The lawsuit has its history in a client/attorney relationship between the plaintiff David Hatchigian and attorney Raymond Quaglia. The Superior Court issued its ruling June 20.
After representing the plaintiff on a number of occasions, Quaglia field both a breach of contract suit against Hatchigian for unpaid fees and defamation after Hatchigian filed an affidavit alleging forgery against Quaglia. Afterward, both parties agreed to a settlement, until Hatchigian filed a petition to strike his own praecipe to discontinue.
Hatchigian's petition was denied, and the state Supreme Court later denied Hatchigian’s petition for allowance of appeal. Despite this, the dispute continued, and Hatchigian filed a new lawsuit against Quaglia, Arnold Dranoff, the law firm of Dranoff & Patrizio PC, Steen Leventhal, Reger Rizzo & Darnall LLP and Farmington Casualty Company alleging that he never received the $7,000 in settlement funds he was due.

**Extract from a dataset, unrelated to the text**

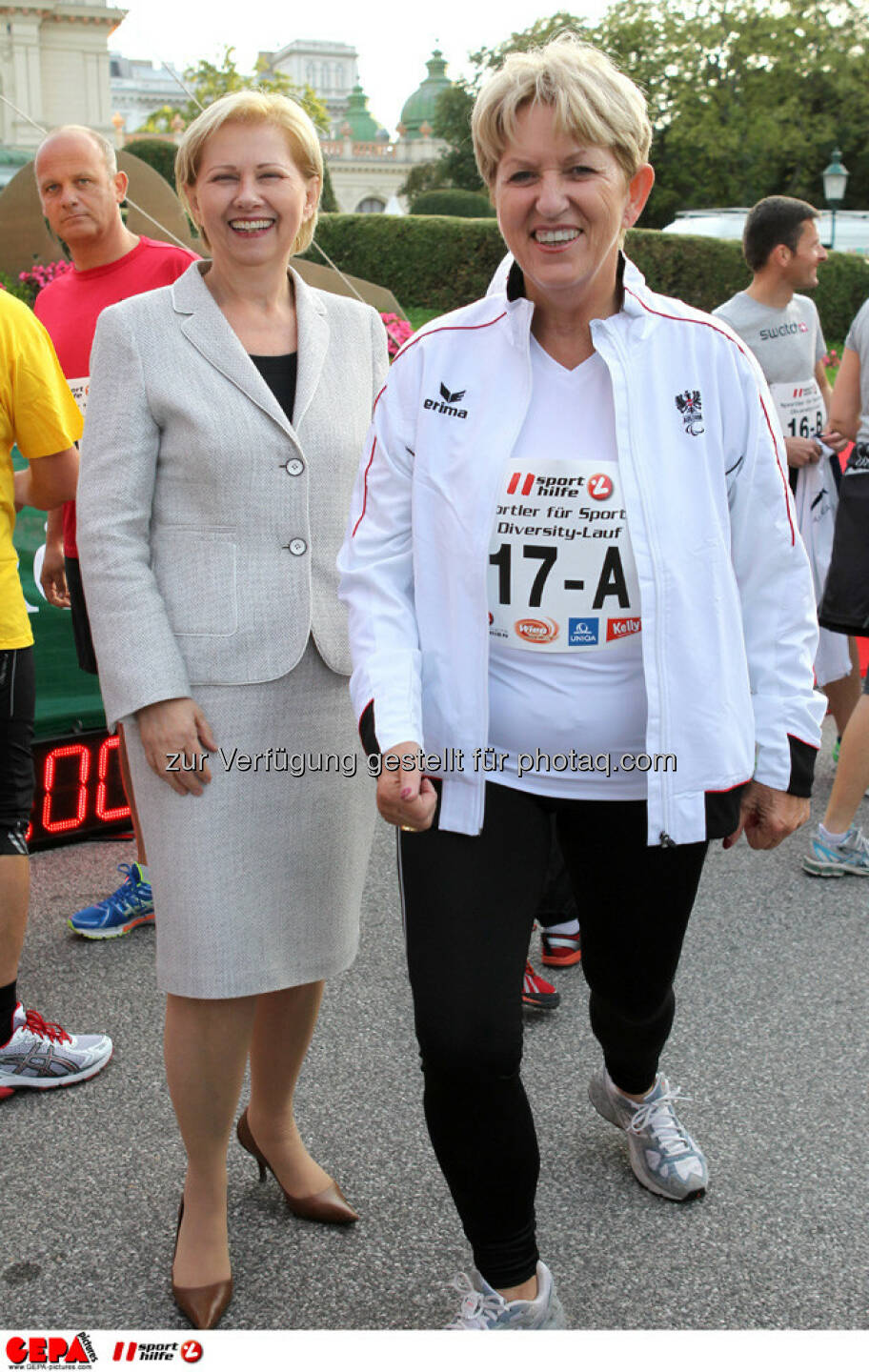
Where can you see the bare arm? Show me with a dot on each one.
(52, 576)
(49, 482)
(832, 435)
(844, 402)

His claim included allegations of fraud, negligent mishandling of settlement proceedings, breach of contract, failure to deliver settlement proceeds, breach of settlement contract and bad faith. The plaintiff then filed to amend his original complaint, adding a claim of bad faith against Farmington and a claim of legal malpractice against Leventhal and Reger Rizzo and Darnall.

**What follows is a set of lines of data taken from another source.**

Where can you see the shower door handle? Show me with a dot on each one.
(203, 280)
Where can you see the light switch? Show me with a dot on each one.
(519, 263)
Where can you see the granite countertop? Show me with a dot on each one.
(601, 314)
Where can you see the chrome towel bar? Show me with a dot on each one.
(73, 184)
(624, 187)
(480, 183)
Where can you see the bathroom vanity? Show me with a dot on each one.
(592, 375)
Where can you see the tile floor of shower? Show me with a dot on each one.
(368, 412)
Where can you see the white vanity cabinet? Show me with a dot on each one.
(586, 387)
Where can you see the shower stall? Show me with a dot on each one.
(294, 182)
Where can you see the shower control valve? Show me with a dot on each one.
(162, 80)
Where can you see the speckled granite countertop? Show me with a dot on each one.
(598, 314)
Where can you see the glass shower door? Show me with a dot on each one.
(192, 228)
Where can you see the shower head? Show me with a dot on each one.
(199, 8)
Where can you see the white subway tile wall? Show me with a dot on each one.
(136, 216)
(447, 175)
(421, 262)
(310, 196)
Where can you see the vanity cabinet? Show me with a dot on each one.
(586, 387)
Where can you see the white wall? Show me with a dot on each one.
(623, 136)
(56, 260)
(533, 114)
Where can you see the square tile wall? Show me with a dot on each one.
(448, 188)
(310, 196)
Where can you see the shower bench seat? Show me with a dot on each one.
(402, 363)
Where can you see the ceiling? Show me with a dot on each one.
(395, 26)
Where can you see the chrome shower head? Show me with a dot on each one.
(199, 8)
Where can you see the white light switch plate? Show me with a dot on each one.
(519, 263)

The court also denied this motion and the current case is still pending in the lower court.
Further complicating matters on March 21, 2016, Hatchigian filed a lawsuit against Quaglia, Regina Quaglia, Dranoff, Dranoff & Patrizio PC, Steen Leventhal, Reger Rizzo & Darnall and Farmington Casualty Company.

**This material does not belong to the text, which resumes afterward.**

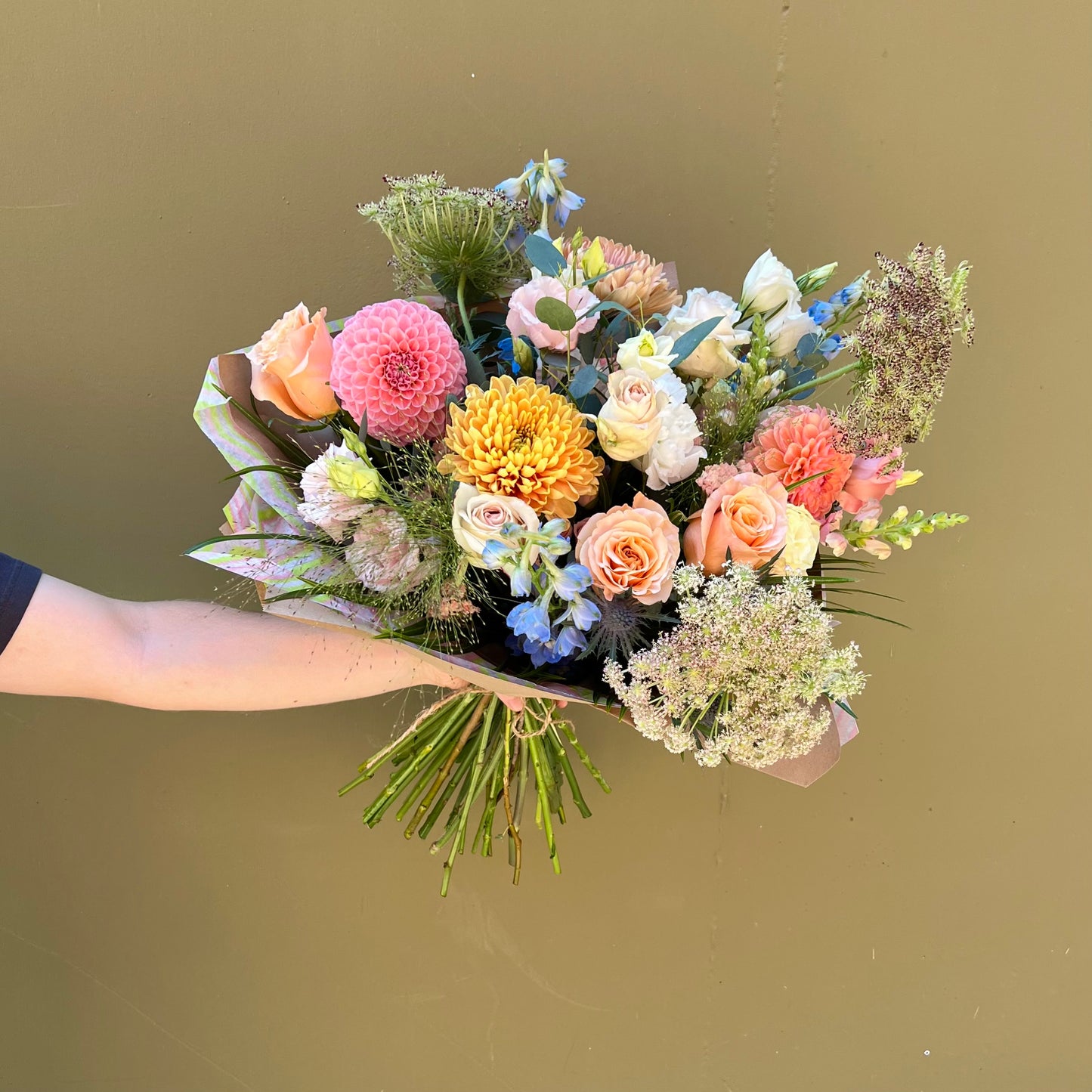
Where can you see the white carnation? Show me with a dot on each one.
(677, 450)
(326, 506)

In response, the defendants filed preliminary objections, and the trial court, by order dated July 20, 2016, granted preliminary objections based on the doctrine of lis pendens and dismissed the case. According to the opinion written by Anne E. Lazarus, the Superior Court determined that the complaint raised the same claims as the 2015 case, and that a “comparison of the Proposed Amended Complaint [Hatchigian] wished to file in the 2015 case and the Complaint filed in [the] 2016 case reveals they are almost identical.”
Essentially, the court's objection stemmed from the fact that the only differences between the plaintiff's most recent lawsuit and his current one was the addition of Regina Quaglia as a defendant, even though there were no claims against her.
Hatchigian responded to the ruling by filing a notice of appeal, and the court responded by ordering Hatchigian to file a statement of errors complained of on appeal pursuant to Pa.R.A.P. 1925(b). He followed up by filing a timely Rule 1925(b) statement, but as the court document notes, this statement did not address the issue of lis pendens. For this reason the Superior Court affirmed the trial court's decision to dismiss the plaintiff's motion to amend.